Embargo? I say No Go.

Tuesday, 1 December 2009

# 113 Nice & Easy

The trials and tribulations have stacked up this month.

Here's the good stuff:

Phyto Phytomist Instant Hydrating Conditioner For Colour Treated Or Permed Hair

Lovely scent, non-sticky feel, leaves hair glossy & soft - great for taming winter frizzies and stealing away static. I have neither colour-treated no permed hair (just naturally curly locks that go 'pouf' in the night), and this has made a big difference to the calmness of said curlies. When MOP discontinued their C-System style and hydrate spray, I was bereft. Now, thanks to this, I feel a bit better.

Sisley Eye Contour Mask

I was sent this by the obliging PR some months ago now, and given how my eye-bags always seem overladen come Christmas, I thought I'd give it a whirl. I use it around my eye contour while using other masks on the rest of my face, so it's a nice staple for that reason alone. It's a thick gel texture which glides on and stays where you put it, and does a good job of hydrating and smoothing out dehydration lines. It also seems to lift shadows slightly - not very noticeably I hasten to add - but just makes the area look a wee bit more 'rested.' As far as eye masks go, it's a keeper - but I'll confess that I probably wouldn't pay £61 for a top-up when this one runs out. Not because it isn't a good product, but simply because I'm inherently cynical of just how much difference an eye mask can make... and how short-lived even the best results can be.

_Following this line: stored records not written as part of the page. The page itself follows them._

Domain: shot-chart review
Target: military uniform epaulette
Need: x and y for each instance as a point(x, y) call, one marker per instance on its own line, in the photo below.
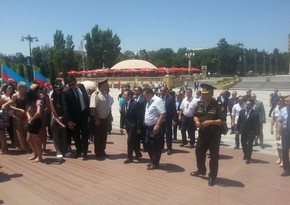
point(96, 92)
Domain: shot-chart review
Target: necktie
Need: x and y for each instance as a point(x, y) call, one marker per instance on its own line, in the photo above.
point(126, 107)
point(288, 120)
point(77, 95)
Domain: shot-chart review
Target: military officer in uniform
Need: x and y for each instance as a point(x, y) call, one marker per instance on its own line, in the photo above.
point(208, 118)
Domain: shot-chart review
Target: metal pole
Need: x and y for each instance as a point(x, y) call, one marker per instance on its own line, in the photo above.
point(264, 65)
point(30, 39)
point(256, 63)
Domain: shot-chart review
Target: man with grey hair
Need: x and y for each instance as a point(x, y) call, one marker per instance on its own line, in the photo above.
point(154, 116)
point(258, 106)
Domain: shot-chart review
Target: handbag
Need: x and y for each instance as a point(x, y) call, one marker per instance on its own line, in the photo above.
point(224, 128)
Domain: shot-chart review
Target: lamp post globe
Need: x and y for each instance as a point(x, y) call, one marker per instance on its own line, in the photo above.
point(30, 39)
point(189, 55)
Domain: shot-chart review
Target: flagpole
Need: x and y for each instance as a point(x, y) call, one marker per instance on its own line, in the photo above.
point(2, 74)
point(33, 75)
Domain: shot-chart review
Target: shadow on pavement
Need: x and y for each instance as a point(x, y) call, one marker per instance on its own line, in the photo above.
point(222, 156)
point(171, 168)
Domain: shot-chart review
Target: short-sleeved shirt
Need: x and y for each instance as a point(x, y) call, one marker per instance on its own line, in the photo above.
point(33, 109)
point(212, 111)
point(188, 106)
point(153, 110)
point(274, 98)
point(283, 117)
point(101, 103)
point(236, 111)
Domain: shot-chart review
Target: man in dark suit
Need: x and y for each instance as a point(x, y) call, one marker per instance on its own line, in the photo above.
point(76, 112)
point(248, 126)
point(170, 116)
point(258, 106)
point(131, 120)
point(138, 91)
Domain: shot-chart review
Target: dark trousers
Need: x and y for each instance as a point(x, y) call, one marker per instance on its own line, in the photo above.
point(247, 145)
point(100, 136)
point(175, 127)
point(142, 137)
point(271, 110)
point(188, 124)
point(133, 144)
point(80, 134)
point(211, 142)
point(237, 136)
point(154, 144)
point(9, 129)
point(285, 150)
point(167, 129)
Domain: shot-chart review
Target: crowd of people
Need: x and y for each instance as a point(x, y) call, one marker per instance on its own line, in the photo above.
point(151, 118)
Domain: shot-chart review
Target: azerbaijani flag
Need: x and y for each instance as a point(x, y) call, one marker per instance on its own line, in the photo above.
point(8, 75)
point(38, 77)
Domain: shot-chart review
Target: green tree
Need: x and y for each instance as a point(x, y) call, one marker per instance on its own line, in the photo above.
point(102, 48)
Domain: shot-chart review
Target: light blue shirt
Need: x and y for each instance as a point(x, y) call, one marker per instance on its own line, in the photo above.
point(153, 110)
point(283, 117)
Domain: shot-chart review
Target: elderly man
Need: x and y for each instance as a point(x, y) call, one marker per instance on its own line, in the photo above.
point(187, 109)
point(284, 129)
point(208, 118)
point(170, 108)
point(101, 110)
point(154, 116)
point(235, 116)
point(131, 119)
point(258, 106)
point(248, 126)
point(76, 111)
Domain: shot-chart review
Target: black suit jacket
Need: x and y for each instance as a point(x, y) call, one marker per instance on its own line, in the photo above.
point(250, 126)
point(170, 108)
point(72, 106)
point(142, 106)
point(132, 119)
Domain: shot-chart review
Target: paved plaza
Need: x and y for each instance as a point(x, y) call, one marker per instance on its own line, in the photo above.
point(75, 181)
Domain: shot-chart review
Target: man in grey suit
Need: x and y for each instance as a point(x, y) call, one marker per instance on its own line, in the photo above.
point(258, 106)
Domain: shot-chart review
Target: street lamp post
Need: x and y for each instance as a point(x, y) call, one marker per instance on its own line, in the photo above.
point(30, 39)
point(264, 65)
point(245, 63)
point(189, 54)
point(256, 70)
point(270, 65)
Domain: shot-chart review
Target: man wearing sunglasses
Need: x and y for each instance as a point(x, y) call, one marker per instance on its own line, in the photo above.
point(76, 111)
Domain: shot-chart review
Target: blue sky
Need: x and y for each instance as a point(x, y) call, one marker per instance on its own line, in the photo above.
point(148, 24)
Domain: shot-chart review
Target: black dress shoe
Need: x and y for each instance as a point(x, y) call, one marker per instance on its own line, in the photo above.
point(85, 157)
point(128, 160)
point(105, 155)
point(285, 174)
point(100, 157)
point(182, 144)
point(138, 156)
point(211, 181)
point(152, 167)
point(197, 173)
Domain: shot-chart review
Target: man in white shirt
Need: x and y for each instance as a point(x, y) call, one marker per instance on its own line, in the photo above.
point(235, 116)
point(186, 113)
point(154, 116)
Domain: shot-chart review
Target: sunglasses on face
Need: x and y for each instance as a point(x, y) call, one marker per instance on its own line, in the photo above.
point(71, 84)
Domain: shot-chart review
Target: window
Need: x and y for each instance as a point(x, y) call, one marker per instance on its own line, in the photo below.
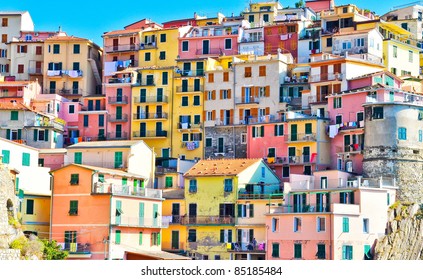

And here's the stuff that's been chucked back into the 'unconvinced' box:

Ole Henriksen African Red Tea Perfecting Mask

I really wanted to like this one because had it been brilliant it would've solved all of my skin woes in a single swoop. It professes to hydrate, brighten, lift and tone facial contours, purify and smooth. A big ask - and unfortunately a product that left me cold (literally - it cools down on contact with skin, which left me uncomfortable - and the winter wind seemed doubly ferocious once I finally made it out of the house). I didn't see any dramatic brightening effect, nor did I notice improved tone. I've used Ole's products in the past and there are a couple I like - but I have to say, I've never liked the African Red Tea body line either (the heating cream & mask made my skin a bit rashy)... red tea's just not my bag.

Nivea SOS Lip Care SPF 15

According to Mister M, this one tastes like coal tar (erm, any idea what coal tar tastes like?)... and it's overly scented too. If it worked, this would be a small price to pay... but, it doesn't - after a sub-zero Northern weekend my lips were flakier than a coconut snowball. It's also sticky, and wind-swept hair + gluey lips is not a good look. Nope, just don't like this one at all!